07

956 100 9
                                    

chan salıncağa oturdu, yanındaki salıncakta oturan hyunjin'e göz attı. genç olanın gözleri kapalıydı ve başı hafifçe arkaya eğikti. dudaklarında minik bir gülümseme vardı. kıpırdamadığı için gerek olmamasına rağmen zincirlere tutunuyordu. chan gülümsedi. hyunjin gerçekten göz kamaştırıcıydı.

"chan?"

"evet?"

hyunjin gözlerini açıp ona baktı. "beni izlediğini biliyorum~"

chan'ın gözleri kocaman oldu, sanki onu izlemiyormuş gibi görünmesi için umutsuzca yere bakmaya başladı.

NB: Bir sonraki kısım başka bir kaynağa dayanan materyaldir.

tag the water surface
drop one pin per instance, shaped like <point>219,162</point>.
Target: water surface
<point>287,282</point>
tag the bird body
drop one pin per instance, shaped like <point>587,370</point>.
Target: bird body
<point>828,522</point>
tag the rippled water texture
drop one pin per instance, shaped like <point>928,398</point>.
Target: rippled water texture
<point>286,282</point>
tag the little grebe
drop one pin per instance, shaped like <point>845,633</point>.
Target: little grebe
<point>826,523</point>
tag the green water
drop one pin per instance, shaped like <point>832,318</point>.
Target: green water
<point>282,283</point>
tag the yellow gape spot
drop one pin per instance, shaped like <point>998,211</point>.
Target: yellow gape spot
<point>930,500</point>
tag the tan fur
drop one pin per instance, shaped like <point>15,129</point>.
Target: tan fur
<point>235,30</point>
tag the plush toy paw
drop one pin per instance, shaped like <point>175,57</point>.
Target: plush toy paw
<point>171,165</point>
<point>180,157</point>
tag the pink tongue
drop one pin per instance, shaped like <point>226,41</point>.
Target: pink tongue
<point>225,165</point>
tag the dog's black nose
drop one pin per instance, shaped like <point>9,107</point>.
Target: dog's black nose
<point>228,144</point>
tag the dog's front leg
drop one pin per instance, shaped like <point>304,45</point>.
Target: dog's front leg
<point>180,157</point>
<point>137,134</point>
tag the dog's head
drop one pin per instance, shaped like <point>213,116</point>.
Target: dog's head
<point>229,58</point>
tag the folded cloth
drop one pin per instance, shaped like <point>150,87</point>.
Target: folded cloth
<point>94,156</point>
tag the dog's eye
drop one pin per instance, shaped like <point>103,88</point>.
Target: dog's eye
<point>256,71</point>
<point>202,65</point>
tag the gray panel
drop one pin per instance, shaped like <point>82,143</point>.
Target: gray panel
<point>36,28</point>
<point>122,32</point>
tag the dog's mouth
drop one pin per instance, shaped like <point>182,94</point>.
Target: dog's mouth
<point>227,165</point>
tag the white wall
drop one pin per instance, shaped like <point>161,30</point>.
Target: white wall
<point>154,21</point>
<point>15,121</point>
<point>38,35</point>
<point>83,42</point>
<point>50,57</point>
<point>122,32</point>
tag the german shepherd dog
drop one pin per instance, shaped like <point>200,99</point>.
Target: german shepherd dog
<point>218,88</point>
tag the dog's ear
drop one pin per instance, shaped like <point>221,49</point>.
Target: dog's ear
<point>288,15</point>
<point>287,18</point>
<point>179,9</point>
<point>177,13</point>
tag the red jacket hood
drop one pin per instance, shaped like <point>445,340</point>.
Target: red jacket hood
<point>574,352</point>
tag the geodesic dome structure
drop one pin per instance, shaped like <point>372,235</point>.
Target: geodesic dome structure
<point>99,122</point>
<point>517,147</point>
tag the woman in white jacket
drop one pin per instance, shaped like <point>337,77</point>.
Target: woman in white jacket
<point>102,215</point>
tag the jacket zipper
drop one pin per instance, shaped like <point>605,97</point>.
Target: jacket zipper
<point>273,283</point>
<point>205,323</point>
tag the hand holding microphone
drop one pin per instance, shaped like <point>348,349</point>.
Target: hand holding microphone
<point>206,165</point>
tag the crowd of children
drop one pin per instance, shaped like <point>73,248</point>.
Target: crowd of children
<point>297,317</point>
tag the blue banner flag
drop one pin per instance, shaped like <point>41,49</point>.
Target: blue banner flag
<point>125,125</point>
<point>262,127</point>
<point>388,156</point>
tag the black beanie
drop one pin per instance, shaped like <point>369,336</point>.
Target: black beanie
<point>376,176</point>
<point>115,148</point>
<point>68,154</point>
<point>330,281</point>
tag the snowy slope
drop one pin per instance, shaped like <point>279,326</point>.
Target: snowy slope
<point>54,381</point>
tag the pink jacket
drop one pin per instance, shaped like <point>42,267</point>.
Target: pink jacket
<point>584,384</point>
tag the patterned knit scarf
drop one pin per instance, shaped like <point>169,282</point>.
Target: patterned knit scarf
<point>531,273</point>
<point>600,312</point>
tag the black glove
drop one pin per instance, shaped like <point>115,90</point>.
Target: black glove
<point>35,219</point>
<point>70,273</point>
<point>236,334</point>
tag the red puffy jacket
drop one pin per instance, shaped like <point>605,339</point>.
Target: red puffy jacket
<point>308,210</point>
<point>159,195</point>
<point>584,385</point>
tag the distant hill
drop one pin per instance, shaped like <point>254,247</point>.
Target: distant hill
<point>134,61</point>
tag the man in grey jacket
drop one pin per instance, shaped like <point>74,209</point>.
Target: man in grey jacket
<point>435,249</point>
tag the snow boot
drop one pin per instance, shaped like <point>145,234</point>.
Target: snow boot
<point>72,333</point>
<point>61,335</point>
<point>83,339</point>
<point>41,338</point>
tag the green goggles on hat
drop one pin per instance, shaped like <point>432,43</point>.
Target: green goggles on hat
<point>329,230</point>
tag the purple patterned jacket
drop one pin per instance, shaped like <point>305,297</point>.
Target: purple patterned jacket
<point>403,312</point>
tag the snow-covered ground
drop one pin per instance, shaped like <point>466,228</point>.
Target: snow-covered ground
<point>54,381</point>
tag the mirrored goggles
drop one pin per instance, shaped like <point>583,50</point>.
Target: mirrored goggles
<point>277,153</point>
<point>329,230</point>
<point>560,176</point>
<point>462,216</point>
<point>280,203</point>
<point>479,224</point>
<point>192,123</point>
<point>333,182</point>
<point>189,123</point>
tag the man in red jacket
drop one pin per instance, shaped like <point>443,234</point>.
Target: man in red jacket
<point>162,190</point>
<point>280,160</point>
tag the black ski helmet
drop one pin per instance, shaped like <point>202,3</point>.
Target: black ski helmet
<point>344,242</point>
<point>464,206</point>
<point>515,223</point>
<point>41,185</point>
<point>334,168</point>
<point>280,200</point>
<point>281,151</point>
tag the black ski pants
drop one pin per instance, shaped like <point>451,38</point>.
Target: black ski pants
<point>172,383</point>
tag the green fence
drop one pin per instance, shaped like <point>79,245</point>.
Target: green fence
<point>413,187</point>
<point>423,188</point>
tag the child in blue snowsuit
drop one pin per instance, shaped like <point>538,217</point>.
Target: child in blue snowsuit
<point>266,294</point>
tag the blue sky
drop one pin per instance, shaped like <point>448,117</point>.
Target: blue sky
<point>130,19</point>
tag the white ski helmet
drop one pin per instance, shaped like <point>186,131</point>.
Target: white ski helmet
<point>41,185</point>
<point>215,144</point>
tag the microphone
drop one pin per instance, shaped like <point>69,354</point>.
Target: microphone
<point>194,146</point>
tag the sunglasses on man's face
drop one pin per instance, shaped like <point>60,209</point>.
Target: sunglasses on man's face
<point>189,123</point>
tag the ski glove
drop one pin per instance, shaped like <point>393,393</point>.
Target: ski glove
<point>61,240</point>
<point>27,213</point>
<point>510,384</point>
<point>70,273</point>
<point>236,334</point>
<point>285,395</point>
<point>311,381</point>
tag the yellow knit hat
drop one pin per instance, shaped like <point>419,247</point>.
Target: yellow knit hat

"neyden bahsettiğin hakkında hiçbir fikrim yok." hızlıca konuştu, utançtan kızarıyordu.

hyunjin kıkırdadı ve ayağa kalktı. "sorun değil, heyecanlandığında tatlı oluyorsun."

chan sadece nefes verdi, hyunjin'in nereye gittiğini merak etti. genç olan chan'ın arkasına geçti ve onu nazikçe itti. chan kıkırdadı, kendine küçük bir çocukmuş gibi davranıldığını hissetti.

"ah.. hyunjin bak! güneş batıyor." chan gülümsedi, batmakta olan güneşi gösterdi. hyunjin yavaşça chan'ı itmeyi kesti. "haklısın. bir süredir dışarıdayız değil mi?"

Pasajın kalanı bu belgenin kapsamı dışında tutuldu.